D’une manière très générale, il s’agit de pourvoir tout
d’abord aux besoins du pays, en tenant compte des désirs manifestés par les
consommateurs acheteurs directs ou par les industries de transformation partant
des produits de la terre. Dans l’établissement de ce bilan, il faut faire la
part des importations de denrées provenant des divers territoires de l’Union
française, en tenant compte largement des possibilités de ces territoires, des
besoins des populations locales, besoins qui se seront singulièrement
développés à la faveur des événements des dernières années ; on ne saurait
négliger non plus les courants commerciaux qui peuvent être développés partant
des territoires en question et se dirigeant vers les pays étrangers.
Cette satisfaction des besoins nationaux doit être
accompagnée d’une meilleure présentation et, dans la mesure du possible, d’une
diminution des prix de vente ; c’est en permettant à tous les
consommateurs d’être des acheteurs empressés que l’on développe la production,
qu’on l’excite. Cette production ne doit pas se contenter d’un programme
caractérisé par un gros volume d’affaires ; il faut encore qu’elle réalise
des profits tant pour la rénumération des capitaux engagés que pour la rénumération
de tous les efforts consentis. Ainsi se dessine une politique des prix de
revient améliorés laissant de la marge au moment de la vente.

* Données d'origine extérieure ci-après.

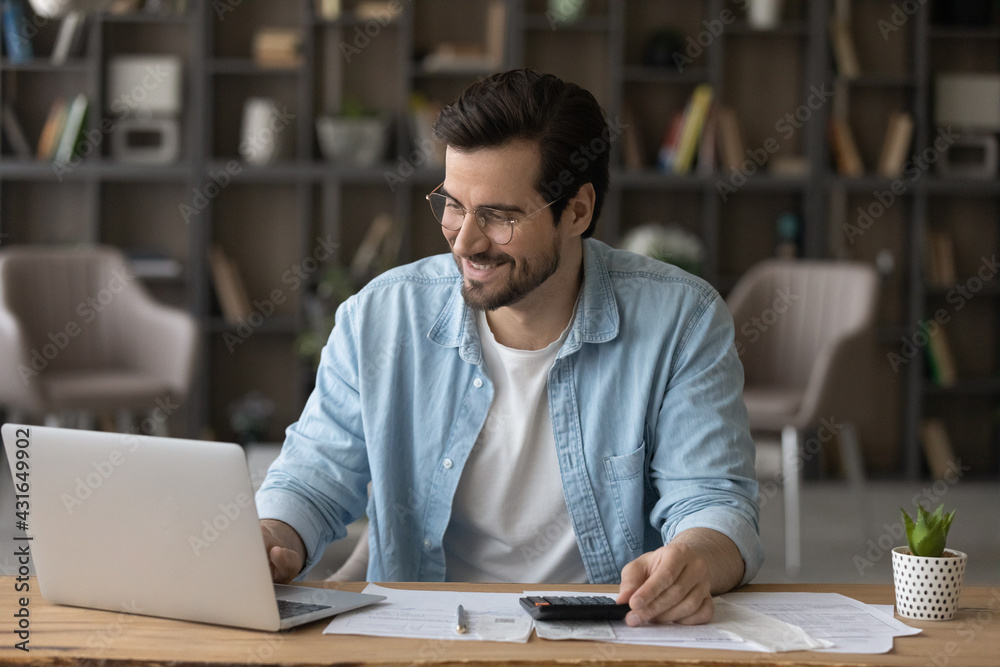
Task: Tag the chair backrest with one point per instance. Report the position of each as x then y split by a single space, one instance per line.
72 302
787 311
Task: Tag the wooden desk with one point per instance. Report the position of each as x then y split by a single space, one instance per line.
71 636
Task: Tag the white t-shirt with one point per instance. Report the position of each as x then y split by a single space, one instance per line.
509 520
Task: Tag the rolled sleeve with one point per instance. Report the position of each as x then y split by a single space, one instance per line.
704 463
318 485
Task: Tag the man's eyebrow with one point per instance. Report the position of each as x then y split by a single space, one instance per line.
511 208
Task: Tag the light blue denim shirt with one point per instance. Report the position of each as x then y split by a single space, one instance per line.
645 398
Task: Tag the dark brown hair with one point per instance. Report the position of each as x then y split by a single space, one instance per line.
564 120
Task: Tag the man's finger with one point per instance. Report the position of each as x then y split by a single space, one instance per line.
633 576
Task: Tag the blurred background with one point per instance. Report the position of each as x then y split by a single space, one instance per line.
248 164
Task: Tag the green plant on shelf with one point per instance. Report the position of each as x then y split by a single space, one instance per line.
334 287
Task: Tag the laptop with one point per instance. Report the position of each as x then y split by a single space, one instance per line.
154 526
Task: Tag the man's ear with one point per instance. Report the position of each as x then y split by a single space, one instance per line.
580 210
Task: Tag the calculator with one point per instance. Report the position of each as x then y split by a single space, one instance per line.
574 608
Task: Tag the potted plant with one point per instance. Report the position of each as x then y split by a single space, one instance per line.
927 576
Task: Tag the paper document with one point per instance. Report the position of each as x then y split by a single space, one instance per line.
852 626
733 627
431 615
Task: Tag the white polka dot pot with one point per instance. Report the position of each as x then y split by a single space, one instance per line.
927 588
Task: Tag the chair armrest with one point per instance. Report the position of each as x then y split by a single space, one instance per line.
18 378
163 341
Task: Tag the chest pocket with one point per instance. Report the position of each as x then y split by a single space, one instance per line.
627 482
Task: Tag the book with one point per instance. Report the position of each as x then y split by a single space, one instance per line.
694 122
937 447
844 53
730 139
845 149
706 148
496 24
15 36
277 47
668 149
233 298
69 37
895 148
15 133
72 131
48 140
940 361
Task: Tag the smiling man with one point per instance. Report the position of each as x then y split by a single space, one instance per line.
536 407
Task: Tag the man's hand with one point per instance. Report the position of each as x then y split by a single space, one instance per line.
286 552
675 583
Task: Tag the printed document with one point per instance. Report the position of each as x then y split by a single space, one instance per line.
431 615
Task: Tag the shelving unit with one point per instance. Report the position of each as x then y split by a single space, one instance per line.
277 221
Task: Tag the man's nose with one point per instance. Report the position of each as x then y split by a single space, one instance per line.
470 239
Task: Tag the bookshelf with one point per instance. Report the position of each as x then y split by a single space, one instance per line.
278 222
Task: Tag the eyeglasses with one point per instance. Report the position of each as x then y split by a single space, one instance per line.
495 224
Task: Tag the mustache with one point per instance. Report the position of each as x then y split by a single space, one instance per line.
485 258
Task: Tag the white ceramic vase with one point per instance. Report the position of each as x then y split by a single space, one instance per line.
927 588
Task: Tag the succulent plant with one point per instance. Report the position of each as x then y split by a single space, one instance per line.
927 536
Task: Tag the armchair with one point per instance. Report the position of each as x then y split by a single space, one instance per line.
81 334
804 331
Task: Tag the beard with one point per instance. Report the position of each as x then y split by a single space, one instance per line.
524 278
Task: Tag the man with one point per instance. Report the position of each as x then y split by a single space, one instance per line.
537 407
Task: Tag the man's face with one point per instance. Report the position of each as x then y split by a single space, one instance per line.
496 275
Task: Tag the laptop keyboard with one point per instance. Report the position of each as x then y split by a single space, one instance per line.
290 608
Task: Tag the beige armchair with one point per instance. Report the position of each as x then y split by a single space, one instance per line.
81 334
805 334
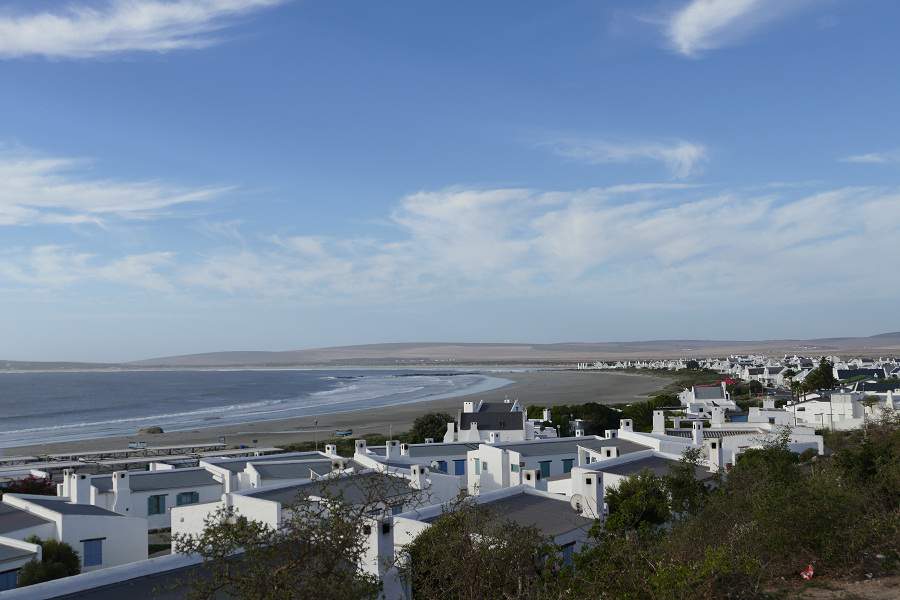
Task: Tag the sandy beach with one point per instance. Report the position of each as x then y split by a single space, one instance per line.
543 388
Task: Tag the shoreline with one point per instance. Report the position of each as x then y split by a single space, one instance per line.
534 387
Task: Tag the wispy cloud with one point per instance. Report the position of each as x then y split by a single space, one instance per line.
36 189
639 245
53 267
702 25
682 158
874 158
90 29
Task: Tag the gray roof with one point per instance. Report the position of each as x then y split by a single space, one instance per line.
550 516
296 470
570 446
655 464
169 479
424 450
355 489
11 552
64 507
103 483
237 465
14 519
708 392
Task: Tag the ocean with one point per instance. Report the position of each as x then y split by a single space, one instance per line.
46 407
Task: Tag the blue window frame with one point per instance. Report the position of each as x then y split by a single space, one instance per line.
545 468
186 498
93 552
9 579
156 505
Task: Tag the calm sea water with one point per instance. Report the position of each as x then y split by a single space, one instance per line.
39 408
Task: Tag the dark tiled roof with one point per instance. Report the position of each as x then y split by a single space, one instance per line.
570 446
14 519
655 464
67 508
708 392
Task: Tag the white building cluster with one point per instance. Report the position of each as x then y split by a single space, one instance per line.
556 484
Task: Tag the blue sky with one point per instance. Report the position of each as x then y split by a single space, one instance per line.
198 175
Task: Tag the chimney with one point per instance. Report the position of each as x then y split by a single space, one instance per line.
715 454
589 485
718 416
79 488
659 421
390 448
360 447
697 433
417 479
121 492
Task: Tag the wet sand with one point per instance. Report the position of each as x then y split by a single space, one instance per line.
541 388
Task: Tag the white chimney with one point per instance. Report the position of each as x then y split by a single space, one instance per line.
121 492
417 477
659 421
360 447
79 488
697 433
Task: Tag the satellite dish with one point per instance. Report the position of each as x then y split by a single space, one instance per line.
576 502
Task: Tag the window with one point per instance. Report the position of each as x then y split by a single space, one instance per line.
8 579
93 552
185 498
545 468
156 505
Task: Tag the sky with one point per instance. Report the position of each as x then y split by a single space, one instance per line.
182 176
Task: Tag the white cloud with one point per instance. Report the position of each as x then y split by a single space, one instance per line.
874 158
703 25
89 29
625 246
57 191
668 246
54 267
681 158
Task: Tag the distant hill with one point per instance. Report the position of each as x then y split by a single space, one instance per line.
437 353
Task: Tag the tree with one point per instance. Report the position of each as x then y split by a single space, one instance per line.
431 425
639 501
318 552
470 552
58 560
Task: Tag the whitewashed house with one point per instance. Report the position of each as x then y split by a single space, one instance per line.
101 537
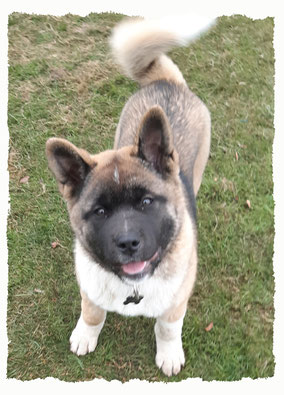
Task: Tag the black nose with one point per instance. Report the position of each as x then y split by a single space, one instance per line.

En agriculture, la diminution des prix de revient correspond
à des frais moindres par unité produite, diminution résultant de l’augmentation
de la quantité produite ou de la réduction systématique des frais. Ainsi,
lorsqu’on étend la dimension des parcelles cultivées, on supprime des pertes de
temps pour les opérations culturales, les transports, etc. ; par
conséquent, les frais de production se trouvent réduits. Il est encore possible
de diminuer les frais totaux en employant des moyens plus rapides d’exécution.
À un autre point de vue, l’emploi d’une variété de plante
fournissant plus de quintaux ou de tonnes par hectare, d’une combinaison
d’engrais relevant les rendements, d’un animal produisant plus de lait pour la
même nourriture distribuée, tous ces moyens abaissent aussi le prix de revient.
Ainsi peut-on tenter d’établir un programme d’action en vue de développer la
production et d’en abaisser le coût unitaire. Si les prix se maintiennent, la
marge est plus grande, répétons-le pour rénumérer les capitaux engagés et pour
donner à tous les auteurs de la production une récompense plus large. Si les
prix baissent parallèlement, il reste un certain taux de rénunération qui se
relève relativement, puisque les prix ont baissé, et, si cette baisse atteint
tous les compartiments de la production, l’existence devient meilleure pour
chacun, du moins dans l’ensemble des populations.
Il est ainsi facile d’entrevoir l’importance et la diversité
de l’effort prodigieux à accomplir. Les difficultés apparaissent lorsqu’il faut
passer à l’exécution. S’il s’agit simplement de trouver le meilleur utilisateur
des éléments mis à la disposition de l’être vivant — plante ou animal,
— on conçoit qu’il soit relativement aisé de recourir à la sélection en
vue de peupler la ferme de variétés améliorées de blé, de pommes de terre, de
betteraves ou de sujets choisis en vaches, brebis ou porcs. Il s’agit de partir
de données connues quant aux caractères des sujets de choix, de les rechercher,
de les multiplier à l’échelle des opérations entreprises. Le problème se
complique relativement quand on recherche la meilleure formule d’engrais ou
d’aliments, quel équilibre il faut réaliser entre les éléments fertilisants
constituant la fumure, quelle ration il convient de composer.
Théoriquement, c’est à l’aide des capitaux normaux de
fonctionnement, de circulation, que l’agriculture fait face à ses diverses
acquisitions : semences, animal de choix, engrais, aliments concentrés.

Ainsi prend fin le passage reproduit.